ITC reported Q1FY24 results ahead of analysts of IIFL Capital Services expectations. While the overall sales declined 6% and missed their estimates on account of lower Paperboard and Agri sales, Ebitda / PAT growth at 10%/16% were in line with / ahead of their estimates. Cigarette volumes grew 8% — in-line — with a further 150bps contributed by pricing and mix each. For Cigarettes, Ebit margins were flattish YoY. With the chances of a tax hike being low until July next year, combined with reasonable valuations, analysts of IIFL Capital Services believe that ITC stock can deliver good returns. Maintain BUY; TP Rs500.

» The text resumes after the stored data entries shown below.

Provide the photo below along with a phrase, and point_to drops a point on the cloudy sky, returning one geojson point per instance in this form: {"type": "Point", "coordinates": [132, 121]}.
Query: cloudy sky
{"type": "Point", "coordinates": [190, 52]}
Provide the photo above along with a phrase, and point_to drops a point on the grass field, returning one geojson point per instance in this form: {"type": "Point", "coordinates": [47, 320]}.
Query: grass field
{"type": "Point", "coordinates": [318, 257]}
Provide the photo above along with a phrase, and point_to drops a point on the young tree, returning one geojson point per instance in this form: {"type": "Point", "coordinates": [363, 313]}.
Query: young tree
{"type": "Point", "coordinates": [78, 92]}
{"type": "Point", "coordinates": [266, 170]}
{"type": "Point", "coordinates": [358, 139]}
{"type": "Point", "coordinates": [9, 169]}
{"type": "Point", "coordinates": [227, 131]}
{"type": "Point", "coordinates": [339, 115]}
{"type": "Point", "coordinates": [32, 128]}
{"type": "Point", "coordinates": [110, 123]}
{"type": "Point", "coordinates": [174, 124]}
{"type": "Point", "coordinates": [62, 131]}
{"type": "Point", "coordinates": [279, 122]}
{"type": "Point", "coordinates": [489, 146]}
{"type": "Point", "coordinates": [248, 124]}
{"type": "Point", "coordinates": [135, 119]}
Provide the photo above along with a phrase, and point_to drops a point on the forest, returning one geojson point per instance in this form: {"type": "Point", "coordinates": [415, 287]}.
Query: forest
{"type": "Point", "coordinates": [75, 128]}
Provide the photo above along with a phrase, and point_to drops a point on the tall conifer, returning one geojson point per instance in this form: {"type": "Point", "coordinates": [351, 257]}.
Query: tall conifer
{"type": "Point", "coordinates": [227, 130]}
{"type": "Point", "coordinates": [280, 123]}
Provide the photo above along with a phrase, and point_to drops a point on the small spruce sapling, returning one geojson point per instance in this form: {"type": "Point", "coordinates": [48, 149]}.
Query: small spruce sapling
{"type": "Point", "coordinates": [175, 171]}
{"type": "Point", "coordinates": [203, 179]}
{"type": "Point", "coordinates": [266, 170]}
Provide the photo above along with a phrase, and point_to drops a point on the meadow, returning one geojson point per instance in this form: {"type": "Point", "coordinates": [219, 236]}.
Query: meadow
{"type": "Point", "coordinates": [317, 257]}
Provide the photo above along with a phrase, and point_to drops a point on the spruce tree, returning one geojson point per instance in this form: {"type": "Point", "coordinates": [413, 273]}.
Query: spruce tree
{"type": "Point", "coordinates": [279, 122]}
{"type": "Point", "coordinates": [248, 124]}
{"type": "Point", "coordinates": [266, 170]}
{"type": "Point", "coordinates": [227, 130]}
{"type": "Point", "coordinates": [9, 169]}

Cigarette business performs well:
Cigarette business performed well, with volume growing at 8% YoY. Net sales grew at 11%, with a 300bps difference being contributed equally by the price and mix, per analysts of IIFL Capital Services estimate. Relative price stability, combined with intelligent price laddering and innovative products have helped consumers to uptrade. At 59%, Ebit margins were flattish YoY. While the base gets a little more unfavourable in H2 of the year, analysts of IIFL Capital Services expect mid-single-digit volume and high-single-digit sales growth in the Cigarette business for FY24.
FMCG margins surprise:
For the FMCG business, sales grew at 16% and Ebit margin expanded 375bps to 8.4%, on account of higher margin in the Flour business as well as operating leverage. Lower pulp prices resulted in lower realisations for the Paperboard business; this, combined with lower Agri sales that is quite volatile quarterly, resulted in an overall miss in the top line. However, higher Other income (higher yields) in addition to the beat in FMCG margins, resulted in a beat on analysts of IIFL Capital Services PAT estimates.
Maintain BUY:
ITC trades at 24x FY25 — quite reasonable in light of low regulatory risk till July 2024 and robust performance in all its businesses. Analysts of IIFL Capital Services estimate 10% EPS growth for FY24. They value ITC on SOTP basis at Rs500 per share. Consistent quarterly growth, combined with high cash-flow conversion post the hotels demerger, should support the stock performance.